- Born: September 23, 1901 Walla Walla, Washington, U.S.
- Died: January 25, 1964 (aged 62) San Francisco, California, U.S.
- Occupations: Muralist, sculptor, horticulturalist
- Known for: New Deal artwork

= Tom Laman =

American artist (1901–1964)

Thomas Laman (September 23, 1901–January 25, 1964) was an American painter, sculptor, mosaicist, horticulturalist, and furniture designer. He is best remembered for his public artwork at courthouses and post offices, produced under New Deal arts programs.

==Biography==
Laman was born in 1901 in Walla Walla, Washington. He did a wood sculpture project at Timberline Lodge in Oregon. Also at Timberline Lodge, Laman collaborated with Virginia Darcé on a glass-and-ceramic mosaic called Spring on the Mountain. He sculpted Benjamin Franklin in Portland, Oregon. Laman moved to San Francisco around 1930. He studied at the California School of Fine Arts.
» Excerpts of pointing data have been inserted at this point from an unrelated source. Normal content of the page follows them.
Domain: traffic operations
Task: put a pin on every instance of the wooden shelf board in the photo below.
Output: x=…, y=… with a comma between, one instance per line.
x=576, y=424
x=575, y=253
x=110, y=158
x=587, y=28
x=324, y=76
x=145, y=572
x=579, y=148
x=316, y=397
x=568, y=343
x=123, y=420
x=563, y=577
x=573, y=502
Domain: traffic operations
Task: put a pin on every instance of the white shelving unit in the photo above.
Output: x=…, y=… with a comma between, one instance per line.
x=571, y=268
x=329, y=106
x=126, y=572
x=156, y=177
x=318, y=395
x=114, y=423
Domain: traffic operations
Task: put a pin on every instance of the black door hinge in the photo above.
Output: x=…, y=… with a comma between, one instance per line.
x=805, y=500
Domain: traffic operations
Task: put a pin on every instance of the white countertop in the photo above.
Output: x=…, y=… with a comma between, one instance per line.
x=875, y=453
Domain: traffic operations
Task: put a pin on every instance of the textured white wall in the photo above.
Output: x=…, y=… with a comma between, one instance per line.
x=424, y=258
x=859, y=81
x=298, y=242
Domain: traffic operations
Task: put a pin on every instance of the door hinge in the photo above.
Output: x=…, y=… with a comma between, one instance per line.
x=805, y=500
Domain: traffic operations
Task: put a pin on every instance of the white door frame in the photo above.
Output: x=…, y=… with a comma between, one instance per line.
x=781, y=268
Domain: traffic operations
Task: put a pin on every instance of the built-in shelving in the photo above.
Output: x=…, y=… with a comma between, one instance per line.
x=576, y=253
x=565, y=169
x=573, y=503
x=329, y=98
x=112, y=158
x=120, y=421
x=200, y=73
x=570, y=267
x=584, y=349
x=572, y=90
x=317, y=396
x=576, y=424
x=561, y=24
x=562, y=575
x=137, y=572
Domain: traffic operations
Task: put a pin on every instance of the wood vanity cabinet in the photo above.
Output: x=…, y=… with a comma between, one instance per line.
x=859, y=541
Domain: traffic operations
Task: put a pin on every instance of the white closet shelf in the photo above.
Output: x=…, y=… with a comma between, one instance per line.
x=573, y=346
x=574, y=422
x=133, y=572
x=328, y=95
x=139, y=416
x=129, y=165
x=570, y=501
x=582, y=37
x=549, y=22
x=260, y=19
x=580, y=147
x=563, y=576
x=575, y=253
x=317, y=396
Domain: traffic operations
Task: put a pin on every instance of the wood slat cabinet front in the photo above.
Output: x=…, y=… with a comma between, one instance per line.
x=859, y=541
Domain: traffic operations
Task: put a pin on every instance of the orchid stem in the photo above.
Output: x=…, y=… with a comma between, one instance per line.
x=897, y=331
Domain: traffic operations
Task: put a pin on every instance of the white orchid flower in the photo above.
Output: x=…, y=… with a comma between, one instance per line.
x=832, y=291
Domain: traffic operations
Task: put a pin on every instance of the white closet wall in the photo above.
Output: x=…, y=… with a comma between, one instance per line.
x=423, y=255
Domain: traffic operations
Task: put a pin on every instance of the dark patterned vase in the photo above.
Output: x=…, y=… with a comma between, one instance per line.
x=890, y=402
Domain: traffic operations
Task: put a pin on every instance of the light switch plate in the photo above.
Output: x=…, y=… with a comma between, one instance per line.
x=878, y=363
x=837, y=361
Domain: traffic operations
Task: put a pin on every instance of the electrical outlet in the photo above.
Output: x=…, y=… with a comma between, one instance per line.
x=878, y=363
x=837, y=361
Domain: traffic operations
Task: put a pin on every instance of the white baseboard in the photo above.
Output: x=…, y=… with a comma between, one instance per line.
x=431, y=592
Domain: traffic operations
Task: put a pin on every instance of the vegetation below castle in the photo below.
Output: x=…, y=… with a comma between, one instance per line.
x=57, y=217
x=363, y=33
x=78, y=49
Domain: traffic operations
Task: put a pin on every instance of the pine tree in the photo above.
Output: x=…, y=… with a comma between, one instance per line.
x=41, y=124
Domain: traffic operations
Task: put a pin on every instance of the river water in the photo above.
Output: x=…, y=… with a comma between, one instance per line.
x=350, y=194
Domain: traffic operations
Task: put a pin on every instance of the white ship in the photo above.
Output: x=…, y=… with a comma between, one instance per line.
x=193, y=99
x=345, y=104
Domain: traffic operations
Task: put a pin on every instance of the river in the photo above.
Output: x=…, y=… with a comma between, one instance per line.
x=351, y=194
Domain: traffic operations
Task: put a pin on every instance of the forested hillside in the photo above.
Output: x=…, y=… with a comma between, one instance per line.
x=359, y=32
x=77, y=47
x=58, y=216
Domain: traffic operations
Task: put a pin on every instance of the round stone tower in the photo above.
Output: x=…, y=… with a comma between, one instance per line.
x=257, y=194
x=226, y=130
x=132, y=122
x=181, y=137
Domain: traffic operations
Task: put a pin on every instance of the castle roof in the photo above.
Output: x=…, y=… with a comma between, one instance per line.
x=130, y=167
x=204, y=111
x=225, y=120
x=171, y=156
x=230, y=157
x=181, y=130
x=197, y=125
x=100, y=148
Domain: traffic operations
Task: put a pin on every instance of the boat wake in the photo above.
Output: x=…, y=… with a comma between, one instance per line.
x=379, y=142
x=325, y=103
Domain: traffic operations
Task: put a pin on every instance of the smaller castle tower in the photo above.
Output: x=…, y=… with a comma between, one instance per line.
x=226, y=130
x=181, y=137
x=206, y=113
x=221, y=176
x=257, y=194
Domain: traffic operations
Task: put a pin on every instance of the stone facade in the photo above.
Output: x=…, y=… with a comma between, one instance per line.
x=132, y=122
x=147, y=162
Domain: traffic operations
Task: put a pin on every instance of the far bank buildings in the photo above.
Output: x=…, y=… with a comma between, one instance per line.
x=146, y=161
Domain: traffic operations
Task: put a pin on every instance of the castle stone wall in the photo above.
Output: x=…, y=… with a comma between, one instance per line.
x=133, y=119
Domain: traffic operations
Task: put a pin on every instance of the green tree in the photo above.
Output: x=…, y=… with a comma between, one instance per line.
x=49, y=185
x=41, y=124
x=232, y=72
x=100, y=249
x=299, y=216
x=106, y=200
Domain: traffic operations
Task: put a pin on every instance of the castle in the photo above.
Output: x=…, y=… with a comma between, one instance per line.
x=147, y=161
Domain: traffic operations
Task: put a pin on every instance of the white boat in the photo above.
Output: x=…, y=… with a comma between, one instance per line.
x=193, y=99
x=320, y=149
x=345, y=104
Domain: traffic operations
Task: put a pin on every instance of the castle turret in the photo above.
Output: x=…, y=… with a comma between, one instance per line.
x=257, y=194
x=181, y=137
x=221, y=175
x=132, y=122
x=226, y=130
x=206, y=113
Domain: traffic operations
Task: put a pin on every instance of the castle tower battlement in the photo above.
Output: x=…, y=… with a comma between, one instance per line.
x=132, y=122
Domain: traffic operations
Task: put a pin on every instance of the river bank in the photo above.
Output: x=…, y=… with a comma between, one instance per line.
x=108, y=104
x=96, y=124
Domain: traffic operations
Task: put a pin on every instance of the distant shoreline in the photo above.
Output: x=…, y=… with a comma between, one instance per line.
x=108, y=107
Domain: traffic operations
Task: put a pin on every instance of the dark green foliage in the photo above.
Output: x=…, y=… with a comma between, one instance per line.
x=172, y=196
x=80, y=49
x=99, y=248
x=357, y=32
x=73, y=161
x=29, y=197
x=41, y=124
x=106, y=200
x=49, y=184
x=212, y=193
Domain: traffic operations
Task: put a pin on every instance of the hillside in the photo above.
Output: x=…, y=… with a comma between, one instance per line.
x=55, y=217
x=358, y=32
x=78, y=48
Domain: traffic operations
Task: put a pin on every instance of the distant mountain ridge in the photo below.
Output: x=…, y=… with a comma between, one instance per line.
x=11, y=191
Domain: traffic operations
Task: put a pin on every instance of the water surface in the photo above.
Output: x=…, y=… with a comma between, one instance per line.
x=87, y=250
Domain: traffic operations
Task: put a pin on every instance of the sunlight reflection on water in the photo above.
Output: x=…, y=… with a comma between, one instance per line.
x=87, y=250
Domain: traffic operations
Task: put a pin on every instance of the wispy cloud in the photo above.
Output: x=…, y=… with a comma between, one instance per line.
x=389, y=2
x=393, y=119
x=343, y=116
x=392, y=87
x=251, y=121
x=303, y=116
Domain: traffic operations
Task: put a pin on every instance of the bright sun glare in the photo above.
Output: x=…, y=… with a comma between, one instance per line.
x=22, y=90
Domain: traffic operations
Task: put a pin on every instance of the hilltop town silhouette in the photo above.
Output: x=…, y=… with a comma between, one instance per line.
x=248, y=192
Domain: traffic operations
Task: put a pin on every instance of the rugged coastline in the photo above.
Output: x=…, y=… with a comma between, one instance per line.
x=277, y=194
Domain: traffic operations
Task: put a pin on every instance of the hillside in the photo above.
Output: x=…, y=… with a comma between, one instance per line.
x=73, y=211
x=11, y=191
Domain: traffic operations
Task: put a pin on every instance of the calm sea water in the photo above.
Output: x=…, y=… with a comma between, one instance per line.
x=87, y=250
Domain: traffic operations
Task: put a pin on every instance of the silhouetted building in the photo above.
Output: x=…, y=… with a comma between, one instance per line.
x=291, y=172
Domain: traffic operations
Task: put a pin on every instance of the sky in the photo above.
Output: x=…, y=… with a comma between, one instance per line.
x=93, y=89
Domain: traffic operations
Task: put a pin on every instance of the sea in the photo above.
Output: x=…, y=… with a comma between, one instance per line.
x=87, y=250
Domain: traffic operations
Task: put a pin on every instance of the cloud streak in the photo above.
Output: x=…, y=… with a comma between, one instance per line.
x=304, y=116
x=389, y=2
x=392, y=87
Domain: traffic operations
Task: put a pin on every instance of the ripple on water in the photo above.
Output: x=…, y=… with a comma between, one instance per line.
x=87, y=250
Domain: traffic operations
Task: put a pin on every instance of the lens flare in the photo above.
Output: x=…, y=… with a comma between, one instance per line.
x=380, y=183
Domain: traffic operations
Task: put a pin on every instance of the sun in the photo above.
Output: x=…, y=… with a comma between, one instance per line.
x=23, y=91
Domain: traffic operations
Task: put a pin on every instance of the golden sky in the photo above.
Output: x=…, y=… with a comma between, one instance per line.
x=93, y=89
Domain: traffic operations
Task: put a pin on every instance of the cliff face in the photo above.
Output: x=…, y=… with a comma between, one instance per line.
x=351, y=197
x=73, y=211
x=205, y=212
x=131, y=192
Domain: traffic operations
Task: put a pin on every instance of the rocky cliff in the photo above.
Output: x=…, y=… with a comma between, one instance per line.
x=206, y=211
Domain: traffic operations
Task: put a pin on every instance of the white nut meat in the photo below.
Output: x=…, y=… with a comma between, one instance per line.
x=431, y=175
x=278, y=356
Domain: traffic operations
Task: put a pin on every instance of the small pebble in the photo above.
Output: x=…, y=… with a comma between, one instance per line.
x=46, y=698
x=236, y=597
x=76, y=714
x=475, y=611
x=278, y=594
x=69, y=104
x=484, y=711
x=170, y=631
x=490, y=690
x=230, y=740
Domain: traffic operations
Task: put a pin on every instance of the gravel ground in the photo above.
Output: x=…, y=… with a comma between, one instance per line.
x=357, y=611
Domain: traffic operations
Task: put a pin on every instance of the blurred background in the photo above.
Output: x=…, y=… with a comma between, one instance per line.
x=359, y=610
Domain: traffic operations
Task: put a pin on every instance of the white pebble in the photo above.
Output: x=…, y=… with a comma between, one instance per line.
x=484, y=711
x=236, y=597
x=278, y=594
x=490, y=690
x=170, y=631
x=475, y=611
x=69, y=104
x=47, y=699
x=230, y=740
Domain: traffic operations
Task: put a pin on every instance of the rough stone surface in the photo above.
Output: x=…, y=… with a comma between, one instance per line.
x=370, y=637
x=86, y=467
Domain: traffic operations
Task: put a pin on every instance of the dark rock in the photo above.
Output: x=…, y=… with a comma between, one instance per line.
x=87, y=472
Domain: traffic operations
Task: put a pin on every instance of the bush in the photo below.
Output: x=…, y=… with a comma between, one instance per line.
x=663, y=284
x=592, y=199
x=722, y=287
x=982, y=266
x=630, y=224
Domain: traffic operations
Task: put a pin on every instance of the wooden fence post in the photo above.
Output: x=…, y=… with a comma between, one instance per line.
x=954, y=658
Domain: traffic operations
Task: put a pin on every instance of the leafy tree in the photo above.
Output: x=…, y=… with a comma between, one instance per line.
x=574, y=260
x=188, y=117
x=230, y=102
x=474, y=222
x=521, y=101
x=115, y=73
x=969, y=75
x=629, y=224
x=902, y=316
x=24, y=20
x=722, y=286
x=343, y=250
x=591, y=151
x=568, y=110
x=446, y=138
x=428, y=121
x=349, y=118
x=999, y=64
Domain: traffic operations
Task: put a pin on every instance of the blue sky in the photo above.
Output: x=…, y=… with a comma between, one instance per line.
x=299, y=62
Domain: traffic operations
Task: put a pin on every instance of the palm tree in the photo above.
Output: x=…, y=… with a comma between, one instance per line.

His mural of deer for the Eureka Post Office and Federal Courthouse, for one of the New Deal art projects, was well-reviewed by critic Leila Mechlin: "in line and feeling, the illusive qualities of the subject are here beautifully rendered." Another mural intended for the same site was Pelicans. A third was Land, Mining, Water, and Forestry. Merlin C. Hardy assisted Laman in painting the Eureka murals. They created five tempera panels. The Eureka courthouse closed and became private property in 2002. In 2015, the five Laman paintings were relocated to the U.S. District Court for the Northern District of California courthouse in McKinleyville, California.

In 1937 he created Life in Early California in egg tempera for the St. Matthew's Station post office in San Mateo, California. Boy With Sheep was a 6'7" x 14'5" tempera painting that debuted at the Bailey Station post office in Whittier, California, in May 1938. Missing for many years, it may simply have been painted over.

In 1937 he was president of the California Society of Mural Artists and was invited to be artist-in-residence at Wesleyan University in Connecticut. He was a founder of the Bay Area Bonsai Society. Laman died in San Francisco in 1964.